In six studies, 646 patients reported the incidence of postoperative myelosuppression[25, 28, 29, 35, 38, 40]. Analyzing under the fixed effects model, the overall heterogeneity (I2=0%) is not significant. The overall effect is not significantly different (OR=1.37, 95%CI = 0.77-2.42).
Complication: leakage (Fig. 7B).
In twelve studies, 1107 patients reported the incidence of postoperative leakage[24, 25, 27, 29, 32, 33, 35, 36, 38–40, 42]. Analyzing under the fixed effects model, the overall heterogeneity (I2=0%) is not significant. The overall effect is not significantly different (OR=0.90, 95%CI = 0.50-1.63).
Complication: intestinal obstruction (Fig. 7C).

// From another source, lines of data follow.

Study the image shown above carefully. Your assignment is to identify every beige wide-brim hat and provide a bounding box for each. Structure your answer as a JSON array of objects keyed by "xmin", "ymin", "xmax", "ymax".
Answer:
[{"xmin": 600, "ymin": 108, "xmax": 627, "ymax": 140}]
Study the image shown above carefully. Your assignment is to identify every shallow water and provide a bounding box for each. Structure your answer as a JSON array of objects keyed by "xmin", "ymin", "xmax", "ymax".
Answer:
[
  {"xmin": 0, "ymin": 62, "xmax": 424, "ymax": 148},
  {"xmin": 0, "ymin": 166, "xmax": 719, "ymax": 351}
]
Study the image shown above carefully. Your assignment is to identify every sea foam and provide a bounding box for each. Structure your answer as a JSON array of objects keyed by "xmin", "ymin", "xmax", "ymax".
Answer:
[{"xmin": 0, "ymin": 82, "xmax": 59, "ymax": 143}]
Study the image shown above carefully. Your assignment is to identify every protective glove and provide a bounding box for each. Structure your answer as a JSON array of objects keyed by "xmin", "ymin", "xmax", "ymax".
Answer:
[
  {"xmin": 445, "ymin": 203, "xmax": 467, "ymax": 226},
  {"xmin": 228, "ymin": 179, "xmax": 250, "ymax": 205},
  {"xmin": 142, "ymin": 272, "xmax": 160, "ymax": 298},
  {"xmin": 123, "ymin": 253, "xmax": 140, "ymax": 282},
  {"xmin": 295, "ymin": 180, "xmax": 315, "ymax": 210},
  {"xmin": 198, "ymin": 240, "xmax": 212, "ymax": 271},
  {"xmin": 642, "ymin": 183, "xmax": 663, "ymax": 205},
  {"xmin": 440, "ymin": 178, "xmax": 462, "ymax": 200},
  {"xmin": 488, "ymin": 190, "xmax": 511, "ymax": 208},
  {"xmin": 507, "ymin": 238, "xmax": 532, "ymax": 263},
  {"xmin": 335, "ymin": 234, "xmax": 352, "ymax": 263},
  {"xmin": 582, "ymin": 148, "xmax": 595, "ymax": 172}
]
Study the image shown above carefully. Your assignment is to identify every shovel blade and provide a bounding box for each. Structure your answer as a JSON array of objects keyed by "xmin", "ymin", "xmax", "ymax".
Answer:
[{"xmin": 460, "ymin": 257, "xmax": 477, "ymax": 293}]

In ten studies, 889 patients reported the incidence of postoperative intestinal obstruction[24, 25, 27, 29, 32, 36, 38–40, 42]. Analyzing under the fixed effects model, the overall heterogeneity (I2=0%) is not significant. The overall effect is not significantly different (OR=0.81, 95%CI = 0.38-1.70).
Complication: liver dysfunction (Fig. 8A).
In five studies, 426 patients reported the incidence of postoperative liver dysfunction[23, 24, 27, 29, 39]. Analyzing under the fixed effects model, the overall heterogeneity (I2=18%) is not significant. The overall effect is not significantly different (OR=1.05, 95%CI = 0.49-2.24).
Complication: renal dysfunction (Fig. 8B).
In seven studies, 647 patients reported the incidence of postoperative renal dysfunction[23–25, 29, 36, 39, 40]. Analyzing under the fixed effects model, the overall heterogeneity (I2=0%) is not significant. The occurrence of renal dysfunction after surgery was significantly favorable to the control (OR=2.44, 95%CI = 1.12-5.28).
Complication: pulmonary dysfunction (Fig. 8C).
In five studies, 524 patients reported the incidence of postoperative pulmonary dysfunction[24, 25, 36, 39, 40]. Analyzing under the fixed effects model, the overall heterogeneity (I2=37%) is not significant. The occurrence of pulmonary dysfunction after surgery was significantly favorable to the control (OR=6.03, 95%CI = 3.08-11.80).
Overall complications (Fig. 8D).
In five studies, 384 patients reported the incidence of overall complications[29, 36, 40, 42, 44]. Analyzing under the fixed effects model, the overall heterogeneity (I2=43%) is not significant. The overall effect is not significantly different (OR=0.95, 95%CI = 0.61-1.48).
Deaths due to recurrence after surgery: liver recurrence (Fig. 9A).
In two studies, 181 patients reported the deaths due to liver recurrence after surgery[34, 35]. Analyzing under the fixed effects model, the overall heterogeneity (I2=30%) is not significant. The overall effect is not significantly different (OR=0.81, 95%CI = 0.28-2.31).
Deaths due to recurrence after surgery: lymph node and local recurrence (Fig. 9B).
In three studies, 221 patients reported the deaths due to lymph node and local recurrence after surgery[33–35]. Analyzing under the fixed effects model, the overall heterogeneity (I2=9%) is not significant. The overall effect is not significantly different (OR=1.19, 95%CI = 0.54-2.62).
Deaths due to recurrence after surgery: peritoneum recurrence (Fig. 9C).
In four studies, 395 patients reported the deaths due to peritoneum recurrence after surgery[33–35, 37]. Analyzing under the random effects model, the overall heterogeneity (I2=61%) is not significant. The overall effect is not significantly different (OR=0.37, 95%CI = 0.13-1.06).